The museum celebrated its 103rd birthday Friday with its third Late Nights season, featuring musical guests Brave Combo and the KUMAASI African Ensemble.

KUMAASI drummers, singers and dancers kicked things off, marching down about the entire corridor length of the DMA and into the café. Semiramis and other statuary tapped their toes, people and animals in the paintings started a hoedown, the whole scene looked like it was from an old black and white scary cartoon. Unless you were there, you simply could not believe what the hell was – OK, let’s just say that didn’t happen. But let’s also say that if for some reason the scientific and artistic communities ever decide to pool their resources for some ridiculous desire to try to get ancient statuary to tap their toes, KUMAASI is the band to experiment with first.

These folks are plenty fun and loud. In fact, Texas Gigs video ace, Alex Kanakis, leaned over to me at a table during the show and mouthed something along the lines of, “It’s kind of difficult to carry on a conversation right now.” For all this reporter knows, he could have said, “Half an hour ago I sawed down a 19th century Vanderbilt Console into bite-sized pieces and ate it.” This hard-of-hearing reporter had no idea and just smiled back assuming it was normal discourse.

KUMAASI African Ensemble at Late Night at the Dallas Museum of Art

KUMAASI African Ensemble at Late Night at the Dallas Museum of Art

When Brave Combo started their show there was only one guy on the dance floor, and he was doing a dance that cannot be properly described by the English language. A few songs later, hundreds, perhaps even four-digit-amounts of folks of all ages, colors and creeds erupted into the Chicken Dance. They danced on the steps, danced on the balcony overlook upstairs, danced in the line to get into the crowded atrium. You could feel the whole downstairs floor flutter.
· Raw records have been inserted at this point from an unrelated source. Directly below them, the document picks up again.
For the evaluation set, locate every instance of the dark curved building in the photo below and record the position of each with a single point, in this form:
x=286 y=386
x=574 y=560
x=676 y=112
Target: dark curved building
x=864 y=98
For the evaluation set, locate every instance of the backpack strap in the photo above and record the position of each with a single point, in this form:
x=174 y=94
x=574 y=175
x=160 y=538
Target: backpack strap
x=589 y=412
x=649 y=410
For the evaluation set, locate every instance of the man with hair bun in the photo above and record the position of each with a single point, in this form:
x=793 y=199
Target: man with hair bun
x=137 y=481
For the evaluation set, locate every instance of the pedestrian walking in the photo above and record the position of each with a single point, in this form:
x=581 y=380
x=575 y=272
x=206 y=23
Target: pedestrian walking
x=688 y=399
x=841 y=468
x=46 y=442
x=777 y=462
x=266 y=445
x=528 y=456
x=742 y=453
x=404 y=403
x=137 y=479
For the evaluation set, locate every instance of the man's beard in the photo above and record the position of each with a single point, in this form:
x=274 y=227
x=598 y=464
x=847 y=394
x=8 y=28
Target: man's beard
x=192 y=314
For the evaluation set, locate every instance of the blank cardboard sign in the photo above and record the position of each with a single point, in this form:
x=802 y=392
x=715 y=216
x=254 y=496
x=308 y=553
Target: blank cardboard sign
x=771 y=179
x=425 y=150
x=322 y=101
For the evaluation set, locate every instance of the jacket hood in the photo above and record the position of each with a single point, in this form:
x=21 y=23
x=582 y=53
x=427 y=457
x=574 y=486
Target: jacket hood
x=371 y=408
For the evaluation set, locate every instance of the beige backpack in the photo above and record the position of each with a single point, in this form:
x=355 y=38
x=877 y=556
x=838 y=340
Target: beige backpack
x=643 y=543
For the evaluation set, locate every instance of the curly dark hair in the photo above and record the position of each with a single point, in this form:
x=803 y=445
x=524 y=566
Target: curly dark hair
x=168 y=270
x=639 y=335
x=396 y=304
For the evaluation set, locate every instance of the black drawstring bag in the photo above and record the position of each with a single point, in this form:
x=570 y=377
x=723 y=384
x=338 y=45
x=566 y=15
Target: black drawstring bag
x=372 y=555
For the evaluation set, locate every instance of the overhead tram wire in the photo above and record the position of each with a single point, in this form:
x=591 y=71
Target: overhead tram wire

Every now and then you’d see a guy with a There’s-no-way-I’m-doing-a-Chicken-Dance look on his face, and five seconds later he’d fallen under Brave Combo’s spell.

(Er, yes, they played plenty of other non-Chicken Dance songs - just saying this was a palpable, entertainment turning point, and that if anyone in this great big universe is to play the Chicken Dance song, please, oh, please let it be no one other than Brave Combo.)

After a couple of hours both bands had turned the room into a sweaty heap. They granted permission for your brain to forget that a short while ago you may have been holding your wine glass with your pinky out in an art museum café, making you wish all musical nights could be this merry.